Previously ERCs were calculated based on the gilt rate which the lender said was more difficult for customers to understand.
Dean Mirfin (pictured), technical director at intermediary Key Retirement, said the move was good for the market.
He said: “For those who require the flexibility to repay, lifetime mortgages with fixed ERCs are an essential feature in today’s equity release lending landscape. The addition of fixed ERCs from More 2 Life adds greater scope and competition in the fixed space which is further good news for consumers.”
Explaining the rationale behind the change, Dave Harris, managing director at more 2 life, said: “With the equity release market growing steadily, it is important that lenders drive innovation in the sector to allow a greater number of borrowers to access the wealth currently tied up in their homes.”
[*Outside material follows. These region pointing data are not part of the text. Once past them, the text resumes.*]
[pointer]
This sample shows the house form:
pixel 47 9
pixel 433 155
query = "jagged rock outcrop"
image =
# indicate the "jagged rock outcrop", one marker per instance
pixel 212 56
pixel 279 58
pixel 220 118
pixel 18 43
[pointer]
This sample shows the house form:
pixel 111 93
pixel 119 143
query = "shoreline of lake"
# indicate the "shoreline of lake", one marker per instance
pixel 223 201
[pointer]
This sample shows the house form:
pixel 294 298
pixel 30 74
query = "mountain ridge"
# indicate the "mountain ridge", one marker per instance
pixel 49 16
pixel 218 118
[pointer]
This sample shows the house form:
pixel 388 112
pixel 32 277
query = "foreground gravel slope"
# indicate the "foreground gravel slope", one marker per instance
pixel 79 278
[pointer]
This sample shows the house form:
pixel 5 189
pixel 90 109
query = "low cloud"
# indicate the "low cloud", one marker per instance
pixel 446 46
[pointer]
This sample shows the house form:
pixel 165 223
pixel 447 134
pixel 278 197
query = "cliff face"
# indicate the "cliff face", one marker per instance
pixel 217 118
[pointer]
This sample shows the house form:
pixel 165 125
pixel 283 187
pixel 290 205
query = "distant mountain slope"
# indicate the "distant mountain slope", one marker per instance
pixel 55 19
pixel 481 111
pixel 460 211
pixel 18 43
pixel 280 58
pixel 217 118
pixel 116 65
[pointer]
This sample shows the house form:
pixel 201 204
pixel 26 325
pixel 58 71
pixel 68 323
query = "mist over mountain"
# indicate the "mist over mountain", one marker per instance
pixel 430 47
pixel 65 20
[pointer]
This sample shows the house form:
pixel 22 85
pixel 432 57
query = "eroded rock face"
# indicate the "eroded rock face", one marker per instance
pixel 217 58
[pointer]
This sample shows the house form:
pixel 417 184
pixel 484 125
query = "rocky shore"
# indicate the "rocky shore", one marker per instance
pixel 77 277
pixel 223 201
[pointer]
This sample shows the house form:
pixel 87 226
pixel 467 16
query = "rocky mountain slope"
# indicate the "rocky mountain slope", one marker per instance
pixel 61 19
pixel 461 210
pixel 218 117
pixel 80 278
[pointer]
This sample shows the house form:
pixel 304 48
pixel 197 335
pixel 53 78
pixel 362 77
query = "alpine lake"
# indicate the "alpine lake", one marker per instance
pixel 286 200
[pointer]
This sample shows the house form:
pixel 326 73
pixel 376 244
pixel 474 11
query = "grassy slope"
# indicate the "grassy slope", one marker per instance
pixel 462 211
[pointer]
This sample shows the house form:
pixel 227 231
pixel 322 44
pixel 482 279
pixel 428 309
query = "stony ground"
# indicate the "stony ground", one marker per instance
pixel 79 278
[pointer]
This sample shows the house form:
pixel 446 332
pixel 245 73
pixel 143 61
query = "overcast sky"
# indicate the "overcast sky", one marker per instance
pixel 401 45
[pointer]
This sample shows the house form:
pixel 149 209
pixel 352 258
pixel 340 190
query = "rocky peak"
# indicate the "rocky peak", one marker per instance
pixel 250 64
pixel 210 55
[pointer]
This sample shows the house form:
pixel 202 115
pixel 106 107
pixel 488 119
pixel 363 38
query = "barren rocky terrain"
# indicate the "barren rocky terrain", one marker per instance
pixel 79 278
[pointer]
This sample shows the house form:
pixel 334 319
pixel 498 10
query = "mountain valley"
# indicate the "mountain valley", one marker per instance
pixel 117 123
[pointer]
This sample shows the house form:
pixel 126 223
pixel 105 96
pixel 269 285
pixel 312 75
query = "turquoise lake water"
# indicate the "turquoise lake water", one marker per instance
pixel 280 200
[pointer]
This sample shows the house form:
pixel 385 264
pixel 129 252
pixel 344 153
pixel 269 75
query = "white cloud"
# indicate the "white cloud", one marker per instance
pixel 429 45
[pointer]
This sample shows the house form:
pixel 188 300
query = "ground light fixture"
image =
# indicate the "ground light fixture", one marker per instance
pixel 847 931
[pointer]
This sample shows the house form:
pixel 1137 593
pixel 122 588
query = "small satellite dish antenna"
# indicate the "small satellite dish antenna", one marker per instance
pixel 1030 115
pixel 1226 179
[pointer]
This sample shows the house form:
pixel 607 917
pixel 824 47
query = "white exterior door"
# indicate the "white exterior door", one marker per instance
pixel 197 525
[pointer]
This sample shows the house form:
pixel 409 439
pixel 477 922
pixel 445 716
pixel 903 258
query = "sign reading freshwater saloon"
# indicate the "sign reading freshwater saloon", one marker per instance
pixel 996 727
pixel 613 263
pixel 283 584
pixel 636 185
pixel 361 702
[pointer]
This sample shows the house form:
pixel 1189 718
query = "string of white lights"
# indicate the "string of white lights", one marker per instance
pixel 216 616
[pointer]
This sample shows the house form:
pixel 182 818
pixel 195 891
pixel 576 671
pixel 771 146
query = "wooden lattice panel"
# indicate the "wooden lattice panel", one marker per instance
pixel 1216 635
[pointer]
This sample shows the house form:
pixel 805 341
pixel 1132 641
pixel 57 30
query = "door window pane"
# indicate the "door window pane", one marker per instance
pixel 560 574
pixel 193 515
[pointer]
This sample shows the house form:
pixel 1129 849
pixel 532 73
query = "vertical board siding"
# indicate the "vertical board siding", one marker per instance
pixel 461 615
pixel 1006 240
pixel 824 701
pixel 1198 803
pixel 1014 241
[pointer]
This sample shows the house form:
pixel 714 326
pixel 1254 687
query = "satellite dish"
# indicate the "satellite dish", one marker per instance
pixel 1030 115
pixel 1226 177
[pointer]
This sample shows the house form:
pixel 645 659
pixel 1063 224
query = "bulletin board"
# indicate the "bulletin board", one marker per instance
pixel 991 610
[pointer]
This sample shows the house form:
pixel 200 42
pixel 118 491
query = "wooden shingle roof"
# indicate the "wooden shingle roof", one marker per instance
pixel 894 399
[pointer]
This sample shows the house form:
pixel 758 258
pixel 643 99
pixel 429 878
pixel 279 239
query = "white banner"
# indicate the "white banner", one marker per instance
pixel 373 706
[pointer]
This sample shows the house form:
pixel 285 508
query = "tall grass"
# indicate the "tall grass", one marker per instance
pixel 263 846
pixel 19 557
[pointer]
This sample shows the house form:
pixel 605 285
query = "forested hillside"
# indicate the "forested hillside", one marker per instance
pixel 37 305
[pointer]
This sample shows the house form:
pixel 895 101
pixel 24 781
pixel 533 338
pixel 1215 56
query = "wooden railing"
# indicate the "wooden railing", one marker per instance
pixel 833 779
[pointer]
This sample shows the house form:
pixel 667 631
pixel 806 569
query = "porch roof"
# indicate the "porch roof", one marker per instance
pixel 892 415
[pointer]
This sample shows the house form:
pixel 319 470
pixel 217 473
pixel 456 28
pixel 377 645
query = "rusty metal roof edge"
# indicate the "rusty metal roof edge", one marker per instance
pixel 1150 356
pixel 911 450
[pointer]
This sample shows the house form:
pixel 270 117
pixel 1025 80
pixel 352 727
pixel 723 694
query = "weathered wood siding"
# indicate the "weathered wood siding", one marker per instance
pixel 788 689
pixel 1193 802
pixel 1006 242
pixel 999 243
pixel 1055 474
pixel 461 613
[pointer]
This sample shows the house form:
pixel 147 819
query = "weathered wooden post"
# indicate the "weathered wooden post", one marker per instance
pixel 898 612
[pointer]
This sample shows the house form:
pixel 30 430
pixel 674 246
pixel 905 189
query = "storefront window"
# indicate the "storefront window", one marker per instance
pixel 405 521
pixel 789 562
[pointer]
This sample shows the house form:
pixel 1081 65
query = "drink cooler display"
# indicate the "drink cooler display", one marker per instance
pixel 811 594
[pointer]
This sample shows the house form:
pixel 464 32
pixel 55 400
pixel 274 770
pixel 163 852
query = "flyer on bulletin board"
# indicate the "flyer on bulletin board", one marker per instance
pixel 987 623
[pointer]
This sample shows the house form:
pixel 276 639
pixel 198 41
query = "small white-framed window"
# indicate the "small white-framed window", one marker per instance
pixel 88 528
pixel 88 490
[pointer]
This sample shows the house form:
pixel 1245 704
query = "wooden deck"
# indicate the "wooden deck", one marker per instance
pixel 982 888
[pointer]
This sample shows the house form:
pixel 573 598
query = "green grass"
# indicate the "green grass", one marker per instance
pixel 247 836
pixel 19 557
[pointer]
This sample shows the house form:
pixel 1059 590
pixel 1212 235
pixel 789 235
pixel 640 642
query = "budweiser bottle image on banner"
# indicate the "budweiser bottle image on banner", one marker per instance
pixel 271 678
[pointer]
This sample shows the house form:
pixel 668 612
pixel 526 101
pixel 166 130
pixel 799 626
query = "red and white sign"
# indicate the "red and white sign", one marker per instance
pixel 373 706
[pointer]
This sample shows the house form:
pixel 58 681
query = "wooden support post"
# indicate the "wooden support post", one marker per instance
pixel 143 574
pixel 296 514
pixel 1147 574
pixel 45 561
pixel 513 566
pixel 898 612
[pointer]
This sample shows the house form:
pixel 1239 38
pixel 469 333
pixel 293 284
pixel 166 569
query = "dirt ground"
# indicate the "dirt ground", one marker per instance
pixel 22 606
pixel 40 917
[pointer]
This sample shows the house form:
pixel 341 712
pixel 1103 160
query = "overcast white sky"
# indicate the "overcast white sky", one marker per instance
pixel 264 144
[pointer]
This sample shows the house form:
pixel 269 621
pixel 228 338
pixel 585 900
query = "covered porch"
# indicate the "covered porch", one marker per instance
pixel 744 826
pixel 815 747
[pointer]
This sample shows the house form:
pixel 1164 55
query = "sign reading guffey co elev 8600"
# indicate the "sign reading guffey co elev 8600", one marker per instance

He added: “Property wealth is likely to account for a significant proportion of a client’s overall wealth, so it’s crucial that retirees have a greater range of options available to them. At More 2 Life we will continue to bring innovative products to the market to suit individual retirement needs and offer competitive deals for our intermediaries.”
The announcement comes on the back of industry figures released earlier this week showing that the equity release market has, for the first time, surpassed total annual lending of £2bn. Data from the Equity Release Council showed that total lending for 2016 was £2.15bn, an increase of 34% on the previous year.